Le grand remplacement de l’économie par le populisme
Des dizaines de pays organiseront des élections nationales en 2024, dans ce que beaucoup considèrent comme une sorte de plébiscite sur l’ordre mondial d’après-guerre. Le rejet probable de cet ordre en faveur des dirigeants populistes devrait servir de signal d’alarme pour que les décideurs politiques tiennent compte du message selon lequel aucune économie n’existe en dehors de la société qui l’a créée et qui la soutient.
CAMBRIDGE – En 1944, alors que la Seconde Guerre mondiale touchait à sa fin, le sociologue économique hongrois en exil Karl Polanyi publiait La grande transformation, un traité axé sur les dangers de tenter de séparer les systèmes économiques des sociétés dans lesquelles ils habitent. Quatre-vingts ans plus tard, les avertissements de Polanyi concernant une économie de marché libérée des besoins et des relations humaines pourraient s’avérer prémonitoires. En fait, l’avenir qu’il prédit ressemble beaucoup à celui de Mary Shelley. Frankensteindans lequel la créature du docteur se déchaîne et finit par se retourner contre son créateur.

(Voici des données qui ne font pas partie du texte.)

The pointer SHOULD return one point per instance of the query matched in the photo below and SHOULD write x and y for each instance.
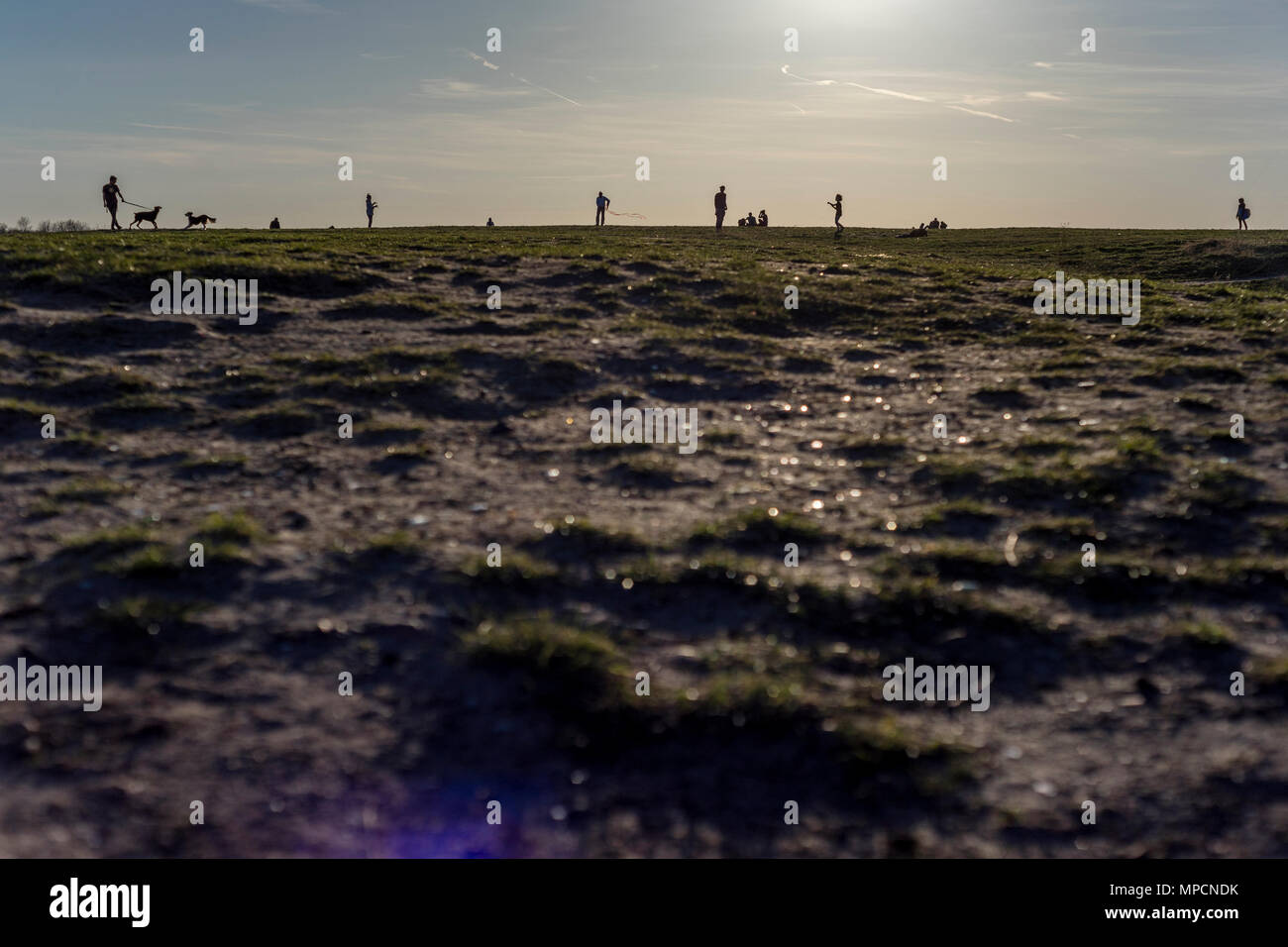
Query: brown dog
(151, 215)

Cet avenir est peut-être à nos portes. En 2024, le la plus grande année électorale de l’histoiredes habitants de dizaines de pays, représentant la moitié de la population mondiale, aller aux urnes. La liste comprend les deux plus grandes démocraties du monde (l’Inde et les États-Unis) et trois des pays les plus peuplés (l’Indonésie, le Pakistan et le Bangladesh). Et l’Union européenne, qui compte près d’un demi-milliard de personnes originaires de 27 pays, organisera des élections législatives.
Beaucoup commentateurs et experts considérons cette synchronicité mondiale comme une sorte de plébiscite sur l’ordre mondial d’après-guerre. Jusqu’à présent, les critiques populaires ne semblent pas favorables. Certains affirment que le monde connaît un «récession démocratique« , citant des preuves de déclin des niveaux de liberté dans le monde, un recul autoritaire et des attaques contre des élections libres et équitables. Naturellement, tout cela soulève la question de savoir comment nous sommes sortis de l’espoir aveuglant qui a accompagné la fin de la guerre froide – ce que Francis Fukuyama a appelé le «fin de l’histoire» – à la profonde désillusion d’aujourd’hui.